Themes differ from motifs in that themes are ideas conveyed by a text, while motifs are repeated symbols that represent those ideas. Simply having repeated symbolism related to chess, does not make the story's theme the similarity of life to chess. Themes arise from the interplay of the plot, the characters, and the attitude the author takes to them, and the same story can be given very different themes in the hands of different authors.

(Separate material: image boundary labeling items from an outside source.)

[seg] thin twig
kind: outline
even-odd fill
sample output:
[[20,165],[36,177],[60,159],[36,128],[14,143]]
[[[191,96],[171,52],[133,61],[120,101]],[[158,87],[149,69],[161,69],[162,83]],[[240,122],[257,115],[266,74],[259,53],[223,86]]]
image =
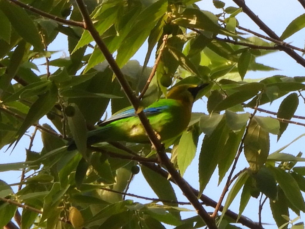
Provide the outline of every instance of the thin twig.
[[161,56],[162,56],[162,53],[163,52],[164,48],[165,47],[165,44],[166,43],[166,41],[167,40],[167,37],[168,37],[168,35],[167,34],[165,34],[164,35],[164,36],[163,37],[163,39],[162,40],[163,42],[162,43],[162,45],[161,45],[161,47],[160,47],[160,50],[159,50],[159,53],[158,55],[158,56],[157,57],[157,59],[156,59],[156,61],[155,61],[155,64],[154,64],[152,69],[151,72],[150,73],[150,75],[149,75],[149,76],[148,77],[147,81],[144,86],[144,87],[143,88],[143,89],[140,93],[140,95],[138,97],[139,99],[141,99],[143,97],[143,96],[144,96],[145,92],[146,92],[147,89],[148,88],[148,86],[149,85],[149,84],[150,83],[152,80],[152,79],[153,76],[155,75],[156,70],[157,69],[158,64],[159,64],[159,61],[160,61],[160,59],[161,58]]
[[151,162],[153,163],[156,163],[158,162],[158,160],[155,158],[143,158],[138,155],[136,156],[125,155],[124,154],[118,154],[107,150],[105,150],[102,149],[95,146],[90,146],[88,147],[88,148],[96,152],[99,152],[100,153],[105,154],[113,158],[120,158],[121,159],[127,159],[143,162]]
[[149,197],[146,197],[145,196],[139,196],[138,195],[136,195],[134,194],[128,193],[126,192],[120,192],[118,191],[116,191],[115,190],[113,190],[113,189],[110,189],[109,188],[101,188],[101,189],[106,191],[111,192],[114,192],[115,193],[120,194],[121,195],[128,196],[131,196],[133,197],[135,197],[135,198],[137,198],[139,199],[142,199],[146,200],[150,200],[155,202],[162,202],[163,203],[170,203],[177,204],[180,204],[181,205],[191,205],[191,203],[189,202],[174,201],[173,200],[163,200],[161,199],[158,199],[157,198],[150,198]]
[[24,208],[25,209],[27,209],[32,212],[37,212],[37,213],[42,214],[42,212],[39,209],[37,209],[32,207],[30,207],[29,206],[26,205],[25,204],[20,204],[20,203],[19,203],[14,200],[11,200],[9,199],[6,199],[6,198],[2,198],[2,197],[0,197],[0,200],[2,201],[7,202],[9,204],[16,205],[19,208]]
[[[76,0],[76,2],[84,19],[85,28],[88,31],[98,46],[103,53],[131,104],[133,106],[135,110],[137,111],[140,103],[139,100],[135,96],[130,85],[113,59],[112,54],[108,50],[107,46],[101,38],[98,32],[94,27],[84,1],[83,0]],[[203,208],[189,186],[186,181],[181,177],[165,153],[164,146],[158,139],[143,111],[138,114],[138,115],[147,134],[149,138],[152,145],[156,150],[160,161],[166,168],[171,177],[178,184],[179,188],[192,203],[198,214],[203,219],[207,226],[210,229],[217,228],[214,219],[211,218],[208,212]]]
[[[260,28],[266,33],[270,37],[279,42],[282,41],[275,33],[260,19],[246,5],[244,0],[233,0],[233,1],[239,7],[242,9],[242,11],[254,22]],[[305,67],[305,60],[296,53],[291,48],[285,45],[282,46],[282,49],[285,53],[294,59],[298,63]]]
[[230,40],[228,38],[225,38],[224,39],[220,38],[217,37],[215,38],[216,40],[221,41],[223,41],[224,42],[227,42],[228,43],[233,44],[234,45],[242,45],[243,46],[251,48],[251,49],[263,49],[266,50],[278,50],[281,49],[281,48],[277,46],[273,47],[270,47],[270,46],[263,46],[260,45],[255,45],[252,44],[246,43],[244,42],[240,42],[238,41],[235,41],[232,40]]
[[[260,95],[261,95],[261,94],[260,94]],[[253,118],[253,117],[255,115],[255,114],[256,113],[257,111],[257,109],[256,109],[257,107],[258,106],[258,105],[259,104],[259,100],[260,99],[260,96],[258,96],[257,99],[257,103],[256,105],[254,107],[254,110],[253,111],[253,113],[251,114],[251,115],[250,116],[250,117],[249,118],[249,122],[248,123],[248,125],[247,125],[247,127],[246,127],[246,130],[245,132],[245,133],[244,134],[243,136],[242,137],[242,140],[241,141],[240,144],[239,145],[239,147],[238,149],[238,151],[237,152],[237,154],[236,154],[236,156],[235,157],[235,158],[234,159],[234,162],[233,163],[233,165],[232,166],[232,169],[231,169],[231,171],[230,171],[230,174],[229,174],[229,176],[228,176],[228,179],[227,180],[227,182],[226,182],[226,184],[224,185],[224,189],[222,190],[222,192],[221,193],[221,195],[220,197],[219,198],[219,200],[218,201],[218,202],[217,203],[217,205],[215,208],[215,210],[213,213],[213,214],[212,215],[212,216],[213,217],[216,217],[216,216],[217,215],[217,213],[218,213],[218,211],[219,210],[219,209],[220,207],[220,206],[221,206],[221,203],[222,202],[222,201],[223,200],[224,198],[224,196],[227,193],[227,192],[229,190],[229,187],[230,186],[230,185],[231,184],[230,181],[231,180],[231,177],[233,175],[233,173],[234,172],[234,170],[235,169],[235,168],[236,167],[236,165],[237,163],[237,161],[238,160],[238,159],[239,158],[239,156],[242,153],[242,149],[243,147],[244,142],[245,141],[245,139],[246,138],[246,136],[247,135],[247,134],[248,133],[248,129],[249,129],[249,127],[250,126],[250,124],[251,123],[251,121],[252,121],[252,119]]]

For instance, the source for Shakespeare's Romeo and Juliet, Matteo Bandello's The Tragical History of Romeus and Juliet gave the story the theme of "marrying without parental consent is wickedness and folly",

And to this end, good Reader, is this tragical matter written, to describe unto thee a couple of unfortunate lovers, thralling themselves to unhonest desire; neglecting the authority and advice of parents and friends; conferring their principal counsels with drunken gossips and superstitious friars (the naturally fit instruments of unchastity); attempting all adventures of peril for th' attaining of their wished lust; using auricular confession the key of whoredom and treason, for furtherance of their purpose; abusing the honourable name of lawful marriage to cloak the shame of stolen contracts; finally by all means of unhonest life hasting to most unhappy death.

but in Shakespeare's hands the same story acquires the theme of "feuds and parental heavy-handedness in preventing young love from marrying are wicked."

While thematic analysis is a primary concern of literary critics, a minority viewpoint holds that explicitly stating the theme of a work universalizes it in an inappropriate way. For example, many love stories end happily when the hero and heroine marry, thus the theme "Marriage equals happiness." Critics would point out that marriage rarely does simply equate to happiness and that marriage and happiness are individual and cultural intangibles that may or may not relate. The term theme may be used in the same way to refer to works of theatre and film.